Davanti a noi la main street, il nostro splendido biglietto da visita, due chilometri di Tigli strepitosi fino a Corso Cavour, a Piazza Bovio.

Almeno, se si potessero vedere…

Perché è tutto buio. Tutto clamorosamente, incredibilmente, imperdonabilmente buio.

Li percorro incredulo, come in trance – l’auto va da sola, a passo d’uomo, come la barca di Martin Sheen in Apocalypse Now che si inoltra nella giungla, alla vigilia dell’Orrore.

Se non fossimo residenti e non sapessimo che sotto quel buio c’è la meraviglia, ce ne scapperemmo terrorizzati.

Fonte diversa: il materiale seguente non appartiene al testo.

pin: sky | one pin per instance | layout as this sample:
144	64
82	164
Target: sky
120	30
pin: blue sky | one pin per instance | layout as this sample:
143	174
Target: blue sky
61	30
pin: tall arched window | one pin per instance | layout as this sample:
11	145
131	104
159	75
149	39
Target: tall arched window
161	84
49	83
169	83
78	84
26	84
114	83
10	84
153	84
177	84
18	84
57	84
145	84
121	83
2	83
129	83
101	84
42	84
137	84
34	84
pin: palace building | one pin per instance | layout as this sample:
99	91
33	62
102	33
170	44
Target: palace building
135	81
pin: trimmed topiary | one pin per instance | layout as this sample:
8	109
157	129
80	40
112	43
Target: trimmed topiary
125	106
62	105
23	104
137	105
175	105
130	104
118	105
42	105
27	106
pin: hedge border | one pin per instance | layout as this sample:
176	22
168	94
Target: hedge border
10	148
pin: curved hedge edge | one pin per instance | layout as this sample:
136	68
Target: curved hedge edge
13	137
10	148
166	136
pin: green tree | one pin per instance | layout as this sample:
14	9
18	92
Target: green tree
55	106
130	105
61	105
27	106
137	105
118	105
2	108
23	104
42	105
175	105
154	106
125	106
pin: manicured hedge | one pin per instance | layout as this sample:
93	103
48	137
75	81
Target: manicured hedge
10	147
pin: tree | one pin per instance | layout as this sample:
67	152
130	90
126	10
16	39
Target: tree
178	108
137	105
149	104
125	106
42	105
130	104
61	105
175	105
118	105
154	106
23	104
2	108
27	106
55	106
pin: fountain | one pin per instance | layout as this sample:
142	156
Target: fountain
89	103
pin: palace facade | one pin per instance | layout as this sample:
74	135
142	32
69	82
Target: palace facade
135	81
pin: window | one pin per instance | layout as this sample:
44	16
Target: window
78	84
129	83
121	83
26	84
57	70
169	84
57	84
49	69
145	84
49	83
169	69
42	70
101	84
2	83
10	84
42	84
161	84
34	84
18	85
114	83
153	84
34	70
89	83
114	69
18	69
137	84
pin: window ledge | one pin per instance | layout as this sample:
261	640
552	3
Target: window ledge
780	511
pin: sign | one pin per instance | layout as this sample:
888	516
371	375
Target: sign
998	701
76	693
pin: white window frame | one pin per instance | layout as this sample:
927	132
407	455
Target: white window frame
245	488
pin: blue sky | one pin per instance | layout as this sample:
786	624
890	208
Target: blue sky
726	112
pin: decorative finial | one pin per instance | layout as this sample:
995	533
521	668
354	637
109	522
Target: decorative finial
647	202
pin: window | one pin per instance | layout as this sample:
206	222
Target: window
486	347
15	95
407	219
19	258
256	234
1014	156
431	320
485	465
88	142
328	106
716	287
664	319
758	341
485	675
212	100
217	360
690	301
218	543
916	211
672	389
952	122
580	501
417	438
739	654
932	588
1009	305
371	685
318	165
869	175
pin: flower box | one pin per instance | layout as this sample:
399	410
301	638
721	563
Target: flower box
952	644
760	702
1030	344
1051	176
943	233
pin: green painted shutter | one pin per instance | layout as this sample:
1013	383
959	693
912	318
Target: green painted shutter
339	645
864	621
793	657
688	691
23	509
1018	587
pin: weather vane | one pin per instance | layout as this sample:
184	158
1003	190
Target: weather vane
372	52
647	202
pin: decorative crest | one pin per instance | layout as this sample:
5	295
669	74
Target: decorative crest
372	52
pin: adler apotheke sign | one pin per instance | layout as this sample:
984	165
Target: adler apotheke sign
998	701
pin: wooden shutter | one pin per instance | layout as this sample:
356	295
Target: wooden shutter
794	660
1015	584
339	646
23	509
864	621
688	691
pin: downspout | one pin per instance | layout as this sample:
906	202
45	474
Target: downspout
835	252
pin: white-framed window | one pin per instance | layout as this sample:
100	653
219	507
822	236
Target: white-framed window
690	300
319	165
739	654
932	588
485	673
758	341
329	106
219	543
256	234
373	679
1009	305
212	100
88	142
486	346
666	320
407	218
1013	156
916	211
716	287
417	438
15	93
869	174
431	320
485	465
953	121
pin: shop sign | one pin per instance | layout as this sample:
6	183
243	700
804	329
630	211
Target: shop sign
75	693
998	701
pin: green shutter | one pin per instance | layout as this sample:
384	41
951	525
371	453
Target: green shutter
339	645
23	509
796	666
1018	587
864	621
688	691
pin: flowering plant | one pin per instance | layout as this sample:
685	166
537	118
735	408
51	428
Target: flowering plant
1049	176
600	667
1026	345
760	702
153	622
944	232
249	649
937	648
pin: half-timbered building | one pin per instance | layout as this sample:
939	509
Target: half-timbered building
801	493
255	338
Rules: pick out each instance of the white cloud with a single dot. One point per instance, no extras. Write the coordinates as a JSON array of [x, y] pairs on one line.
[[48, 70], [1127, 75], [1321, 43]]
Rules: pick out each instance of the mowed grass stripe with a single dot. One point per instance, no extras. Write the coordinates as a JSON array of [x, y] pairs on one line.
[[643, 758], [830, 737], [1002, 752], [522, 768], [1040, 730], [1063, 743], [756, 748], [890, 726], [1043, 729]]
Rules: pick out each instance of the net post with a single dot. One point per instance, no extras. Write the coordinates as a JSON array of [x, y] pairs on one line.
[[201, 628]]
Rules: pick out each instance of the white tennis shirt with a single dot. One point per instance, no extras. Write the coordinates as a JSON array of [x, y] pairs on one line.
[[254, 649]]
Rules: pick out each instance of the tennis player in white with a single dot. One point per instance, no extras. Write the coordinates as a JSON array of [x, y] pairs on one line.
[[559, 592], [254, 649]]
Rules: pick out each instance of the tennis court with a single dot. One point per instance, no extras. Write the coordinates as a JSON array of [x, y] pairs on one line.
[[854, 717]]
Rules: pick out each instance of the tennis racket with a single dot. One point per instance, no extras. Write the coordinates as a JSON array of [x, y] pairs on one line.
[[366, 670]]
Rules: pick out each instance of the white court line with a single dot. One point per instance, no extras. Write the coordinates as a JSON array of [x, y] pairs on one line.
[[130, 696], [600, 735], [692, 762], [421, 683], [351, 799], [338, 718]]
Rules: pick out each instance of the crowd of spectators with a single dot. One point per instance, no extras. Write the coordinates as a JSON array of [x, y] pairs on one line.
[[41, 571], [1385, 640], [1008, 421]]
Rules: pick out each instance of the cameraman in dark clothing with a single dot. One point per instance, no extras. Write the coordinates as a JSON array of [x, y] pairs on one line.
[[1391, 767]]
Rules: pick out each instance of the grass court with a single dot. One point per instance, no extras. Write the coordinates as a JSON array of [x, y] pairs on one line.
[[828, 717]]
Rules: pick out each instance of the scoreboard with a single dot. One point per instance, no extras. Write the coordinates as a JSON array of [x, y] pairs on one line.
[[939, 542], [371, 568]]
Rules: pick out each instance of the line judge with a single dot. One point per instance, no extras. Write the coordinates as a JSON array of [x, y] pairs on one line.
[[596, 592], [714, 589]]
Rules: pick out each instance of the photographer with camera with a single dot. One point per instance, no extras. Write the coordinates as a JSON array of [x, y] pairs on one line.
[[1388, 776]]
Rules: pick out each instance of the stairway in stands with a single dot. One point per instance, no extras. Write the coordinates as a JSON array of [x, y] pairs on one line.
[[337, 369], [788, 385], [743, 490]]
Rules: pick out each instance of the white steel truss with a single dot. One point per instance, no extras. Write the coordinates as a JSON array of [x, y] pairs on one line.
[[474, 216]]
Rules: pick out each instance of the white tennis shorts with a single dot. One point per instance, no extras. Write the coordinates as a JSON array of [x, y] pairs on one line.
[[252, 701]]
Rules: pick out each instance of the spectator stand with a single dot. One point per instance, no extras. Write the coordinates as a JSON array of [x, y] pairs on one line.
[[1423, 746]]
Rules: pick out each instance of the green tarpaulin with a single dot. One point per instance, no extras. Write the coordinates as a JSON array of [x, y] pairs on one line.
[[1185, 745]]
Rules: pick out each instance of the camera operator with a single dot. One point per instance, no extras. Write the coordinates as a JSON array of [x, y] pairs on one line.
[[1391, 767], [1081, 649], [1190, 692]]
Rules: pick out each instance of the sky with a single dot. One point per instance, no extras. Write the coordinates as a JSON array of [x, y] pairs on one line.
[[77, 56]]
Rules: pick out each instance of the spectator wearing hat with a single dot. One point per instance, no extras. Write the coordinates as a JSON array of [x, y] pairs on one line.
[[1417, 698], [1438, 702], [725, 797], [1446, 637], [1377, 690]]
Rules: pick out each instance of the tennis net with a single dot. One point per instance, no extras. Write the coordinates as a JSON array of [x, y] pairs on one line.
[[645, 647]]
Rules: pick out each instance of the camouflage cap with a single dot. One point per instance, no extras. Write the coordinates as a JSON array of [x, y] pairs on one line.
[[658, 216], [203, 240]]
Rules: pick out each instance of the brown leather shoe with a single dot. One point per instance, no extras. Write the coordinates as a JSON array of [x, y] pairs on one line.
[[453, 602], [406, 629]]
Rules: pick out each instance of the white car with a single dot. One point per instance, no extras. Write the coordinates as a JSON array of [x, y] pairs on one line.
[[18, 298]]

E infatti, semmai qualcuno si sia avventurato fin qui in questa serata a suo modo indimenticabile, è quello che avrà fatto.

All’altezza “Monache” non resisto e scatto due foto.

L’unica vera luce sono i miei fari.

Poi li spengo ed ecco l’effetto che fa. Foto al naturale, senza alcun trattamento.

Quella enorme e lunga macchia buia sopra e sotto il centro nasconde i viali più belli e (meno male) lo scheletro della villa devastata da un’inefficienza senza pari.

Tremila anni di Storia, spesso di Grande Storia, sepolti nelle tenebre.

Tutto il dramma in un solo colpo d’occhio.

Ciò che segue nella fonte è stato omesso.